Open Source

Community Data License Agreement announced by Linux Foundation

Wednesday, October 25, 2017

Community Data License Agreement has been announced by The Linux Foundation to help open up the worlds data.

The Linux Foundation has announced the Community Data License Agreement (CDLA) family of open data agreements. In an era of expansive and often underused data, the CDLA licenses are an effort to define a licensing framework to support collaborative communities built around curating and sharing “open” data.

Inspired by the collaborative software development models of open source software, the CDLA licenses are designed to enable individuals and organizations of all types to share data as easily as they currently share open source software code. Soundly drafted licensing models can help people form communities to assemble, curate and maintain vast amounts of data, measured in petabytes and exabytes, to bring new value to communities of all types, to build new business opportunities and to power new applications that promise to enhance safety and services.

The growth of big data analytics, machine learning and artificial intelligence (AI) technologies has allowed people to extract unprecedented levels of insight from data. Now the challenge is to assemble the critical mass of data for those tools to analyze. The CDLA licenses are designed to help governments, academic institutions, businesses and other organizations open up and share data, with the goal of creating communities that curate and share data openly.

For instance, if automakers, suppliers and civil infrastructure services can share data, they may be able to improve safety, decrease energy consumption and improve predictive maintenance. Self-driving cars are heavily dependent on AI systems for navigation, and need massive volumes of data to function properly. Once on the road, they can generate nearly a gigabyte of data every second. For the average car, that means two petabytes of sensor, audio, video and other data each year.

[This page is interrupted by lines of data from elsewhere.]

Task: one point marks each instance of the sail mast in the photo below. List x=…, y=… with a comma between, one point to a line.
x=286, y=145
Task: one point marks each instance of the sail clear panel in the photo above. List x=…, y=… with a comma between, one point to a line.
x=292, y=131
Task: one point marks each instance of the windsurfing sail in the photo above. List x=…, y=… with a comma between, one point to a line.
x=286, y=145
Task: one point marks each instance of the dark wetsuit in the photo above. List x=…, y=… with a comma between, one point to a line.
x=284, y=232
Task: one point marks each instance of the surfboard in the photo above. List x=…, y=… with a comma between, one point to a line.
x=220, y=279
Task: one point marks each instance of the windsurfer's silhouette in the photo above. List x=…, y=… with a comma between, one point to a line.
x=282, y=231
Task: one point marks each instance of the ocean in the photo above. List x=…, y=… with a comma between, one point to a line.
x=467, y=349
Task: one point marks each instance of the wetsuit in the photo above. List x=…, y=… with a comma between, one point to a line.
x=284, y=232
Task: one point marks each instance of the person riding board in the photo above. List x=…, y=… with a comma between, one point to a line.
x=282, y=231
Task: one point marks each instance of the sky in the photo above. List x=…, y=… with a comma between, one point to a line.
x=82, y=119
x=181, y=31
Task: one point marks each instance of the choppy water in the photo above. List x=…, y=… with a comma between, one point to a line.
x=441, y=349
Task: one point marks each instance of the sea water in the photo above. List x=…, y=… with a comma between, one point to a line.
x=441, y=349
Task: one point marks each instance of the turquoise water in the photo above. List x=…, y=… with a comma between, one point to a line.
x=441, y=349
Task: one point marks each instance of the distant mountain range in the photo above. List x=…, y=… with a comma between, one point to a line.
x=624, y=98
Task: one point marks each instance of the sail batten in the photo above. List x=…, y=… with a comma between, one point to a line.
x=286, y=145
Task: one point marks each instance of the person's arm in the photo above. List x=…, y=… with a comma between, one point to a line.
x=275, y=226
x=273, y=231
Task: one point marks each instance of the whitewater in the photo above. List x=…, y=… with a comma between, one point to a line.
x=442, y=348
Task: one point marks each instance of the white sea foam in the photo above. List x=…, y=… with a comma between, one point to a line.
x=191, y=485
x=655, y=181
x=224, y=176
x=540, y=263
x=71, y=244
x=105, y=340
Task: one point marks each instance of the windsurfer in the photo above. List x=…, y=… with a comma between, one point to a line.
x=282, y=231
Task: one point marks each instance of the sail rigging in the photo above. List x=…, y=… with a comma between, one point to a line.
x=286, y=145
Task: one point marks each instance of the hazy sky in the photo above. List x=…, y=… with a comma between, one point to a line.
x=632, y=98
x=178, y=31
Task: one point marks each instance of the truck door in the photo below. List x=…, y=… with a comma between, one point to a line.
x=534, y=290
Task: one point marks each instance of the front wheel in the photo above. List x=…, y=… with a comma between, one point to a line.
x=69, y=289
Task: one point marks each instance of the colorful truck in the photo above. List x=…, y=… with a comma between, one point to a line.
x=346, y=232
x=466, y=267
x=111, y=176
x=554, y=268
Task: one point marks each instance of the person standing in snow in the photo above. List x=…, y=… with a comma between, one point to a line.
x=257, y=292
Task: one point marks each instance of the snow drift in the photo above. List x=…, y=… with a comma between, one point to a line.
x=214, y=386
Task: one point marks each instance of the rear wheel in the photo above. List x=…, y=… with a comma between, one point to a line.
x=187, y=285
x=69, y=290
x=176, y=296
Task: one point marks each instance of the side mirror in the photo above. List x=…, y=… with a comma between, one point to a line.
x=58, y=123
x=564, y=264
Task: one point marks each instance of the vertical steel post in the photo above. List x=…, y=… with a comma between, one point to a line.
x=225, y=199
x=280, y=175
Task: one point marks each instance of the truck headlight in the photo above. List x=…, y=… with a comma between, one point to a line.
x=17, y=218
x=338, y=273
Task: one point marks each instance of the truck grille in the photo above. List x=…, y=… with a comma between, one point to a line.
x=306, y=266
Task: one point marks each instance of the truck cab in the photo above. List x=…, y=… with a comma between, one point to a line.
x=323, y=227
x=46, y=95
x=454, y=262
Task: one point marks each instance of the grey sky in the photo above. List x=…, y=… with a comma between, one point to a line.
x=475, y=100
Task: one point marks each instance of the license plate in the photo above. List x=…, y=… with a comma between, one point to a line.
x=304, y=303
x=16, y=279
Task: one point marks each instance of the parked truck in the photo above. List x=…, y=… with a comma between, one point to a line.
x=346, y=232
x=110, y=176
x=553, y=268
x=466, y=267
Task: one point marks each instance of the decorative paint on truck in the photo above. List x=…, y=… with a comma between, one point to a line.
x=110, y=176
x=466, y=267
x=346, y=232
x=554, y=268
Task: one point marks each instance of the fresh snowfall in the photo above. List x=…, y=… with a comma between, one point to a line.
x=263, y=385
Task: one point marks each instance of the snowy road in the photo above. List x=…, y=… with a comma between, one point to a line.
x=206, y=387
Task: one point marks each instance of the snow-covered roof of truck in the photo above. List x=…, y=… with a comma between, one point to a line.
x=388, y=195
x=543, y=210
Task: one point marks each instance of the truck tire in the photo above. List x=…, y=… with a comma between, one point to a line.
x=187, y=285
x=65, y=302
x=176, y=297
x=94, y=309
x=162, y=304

Similarly, climate modeling can integrate measurements captured by government agencies with simulation data from other organizations and then use machine learning systems to look for patterns in the information. It’s estimated that a single model can yield a petabyte of data, a volume that challenges standard computer algorithms, but is useful for machine learning systems. This knowledge may help improve agriculture or aid in studying extreme weather patterns.

And if governmental agencies share aggregated data on building permits, school enrollment figures, sewer and water usage, their citizens benefit from the ability of commercial entities to anticipate their future needs and respond with infrastructure and facilities that arrive in anticipation of citizens’ demands.

“An open data license is essential for the frictionless sharing of the data that powers both critical technologies and societal benefits,” said Jim Zemlin, Executive Director of The Linux Foundation. “The success of open source software provides a powerful example of what can be accomplished when people come together around a resource and advance it for the common good. The CDLA licenses are a key step in that direction and will encourage the continued growth of applications and infrastructure.”

CDLA Licenses Promote Sharing While Reducing Risk

The Linux Foundation, in collaboration with a broad set of participating organizations, drafted the CDLA licenses with the needs of companies, organizations and communities that have valuable data assets such as these to share. The intention of the licenses is for contributors and consumers of open datasets to actively use and support the contribution of data in a uniform fashion, while clarifying the terms of that sharing and reducing risk.

There are two CDLA licenses: a Sharing license that encourages contributions of data back to the data community, and a Permissive license that puts no additional sharing requirements on recipients or contributors of open data. Both encourage and facilitate the productive use of data.

Community Data License Agreement implications include:

Data producers can share with greater clarity about what recipients may do with it. Data producers can also choose between Sharing and Permissive licenses and select the model that best aligns with their interests. In either case, data producers should enjoy the clarity of recognized terms and disclaimers of liabilities and warranties.

Data communities can standardize on a license or set of licenses that provide the ability to share data on known, equal terms that balance the needs of data producers and data users. Data communities have a high degree of flexibility to add their own governance and requirements for curating data as a community, particularly around areas such as personally identifiable information.

Data users who are looking for datasets to help kick off training an AI system or for any other use will have the ability to find data shared under a known license model with terms that clearly state their rights and responsibilities.

The CDLA is data privacy agnostic and relies on the publisher and curators of the data to create their own governance structure around what data they curate and how. Each producer or curator of data will have to work through various jurisdictional requirements and legal issues.